Menjadi seorang pemimpin militer menuntut standar kemampuan fisik dan teknis yang berada di atas rata-rata. Dua elemen yang paling fundamental dan menjadi pilar utama dalam kurikulum pendidikan militer adalah ketangkasan di darat dan di air. Melalui Latihan Menembak & Renang, para taruna tidak hanya dibentuk untuk menjadi mesin tempur yang efektif, tetapi juga individu yang memiliki ketenangan mental luar biasa di bawah tekanan. Kedua disiplin ini memiliki karakteristik yang berbeda namun saling melengkapi dalam membentuk profil seorang perwira yang tangguh dan serba bisa di berbagai medan operasi yang mungkin dihadapi di masa depan.
Menembak adalah seni tentang presisi, pengendalian diri, dan konsentrasi tingkat tinggi. Dalam sesi latihan menembak, seorang Perwira diajarkan bahwa senjata hanyalah alat, sementara penentu keberhasilan adalah manusia di belakangnya. Fokus utama dalam latihan ini adalah penguasaan teknik dasar yang meliputi pengaturan napas, posisi membidik, hingga tarikan pelatuk yang halus. Setiap taruna harus mampu mengenali karakteristik senjatanya dengan baik. Ketangkasan dalam membidik sasaran diam maupun bergerak diuji secara rutin untuk memastikan bahwa dalam situasi konflik yang sesungguhnya, mereka dapat bertindak dengan cepat dan akurat. Kemampuan menembak bukan sekadar soal mengenai sasaran, melainkan soal tanggung jawab atas setiap butir peluru yang dilepaskan.

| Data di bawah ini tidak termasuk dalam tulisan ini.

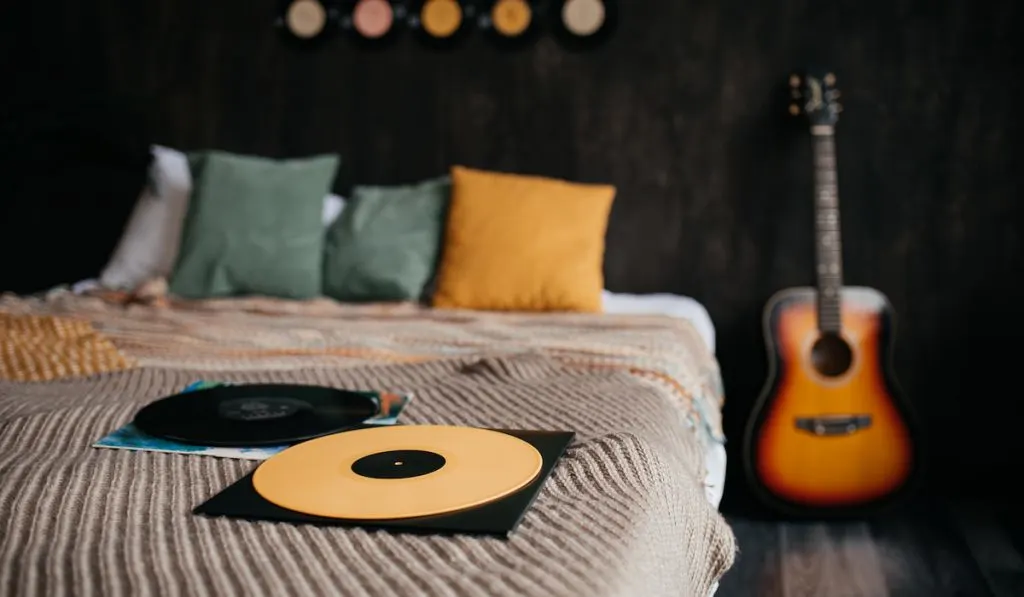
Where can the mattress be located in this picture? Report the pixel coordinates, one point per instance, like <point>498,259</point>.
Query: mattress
<point>643,395</point>
<point>690,309</point>
<point>672,305</point>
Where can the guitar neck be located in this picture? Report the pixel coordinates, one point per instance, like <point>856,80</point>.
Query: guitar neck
<point>827,242</point>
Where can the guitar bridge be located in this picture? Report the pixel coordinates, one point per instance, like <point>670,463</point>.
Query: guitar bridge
<point>834,424</point>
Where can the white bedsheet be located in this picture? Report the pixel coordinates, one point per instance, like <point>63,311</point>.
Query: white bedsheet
<point>687,308</point>
<point>665,304</point>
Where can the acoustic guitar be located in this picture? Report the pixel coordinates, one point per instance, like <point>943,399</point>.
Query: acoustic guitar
<point>830,433</point>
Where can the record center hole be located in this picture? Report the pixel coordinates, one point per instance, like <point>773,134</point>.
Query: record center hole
<point>398,464</point>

Di sisi lain, kemampuan bertahan dan bergerak di dalam air merupakan aspek yang tidak kalah krusial. Indonesia sebagai negara maritim menuntut setiap personel militernya untuk memiliki kemahiran renang yang mumpuni. Renang dalam konteks militer berbeda dengan renang prestasi atau rekreasi. Para taruna sering kali harus berenang dengan seragam lengkap, membawa beban ransel, bahkan memanggul senjata. Latihan ini dirancang untuk membangun daya tahan paru-paru dan kekuatan otot secara menyeluruh. Selain itu, renang militer melatih kepercayaan diri saat berada di lingkungan air yang mungkin tidak bersahabat, seperti sungai yang deras atau laut lepas. Ketangkasan di air adalah kunci kelangsungan hidup dalam misi-misi infiltrasi atau penyelamatan darurat.
Proses Mengasah Ketangkasan ini dilakukan secara bertahap dan berkelanjutan. Tidak ada jalan pintas untuk mencapai kemahiran; semuanya dilakukan melalui repetisi yang disiplin. Pada latihan menembak, para instruktur memberikan tekanan psikologis untuk mensimulasikan situasi stres di medan perang. Sementara di kolam atau perairan terbuka, para taruna diuji dengan jarak yang semakin jauh dan beban yang semakin berat. Melalui latihan yang keras ini, batas kemampuan fisik mereka terus didorong hingga mencapai standar maksimal. Hasilnya adalah seorang calon perwira yang tidak hanya kuat secara fisik, tetapi juga memiliki insting yang tajam dan keputusan yang dingin saat menghadapi tantangan.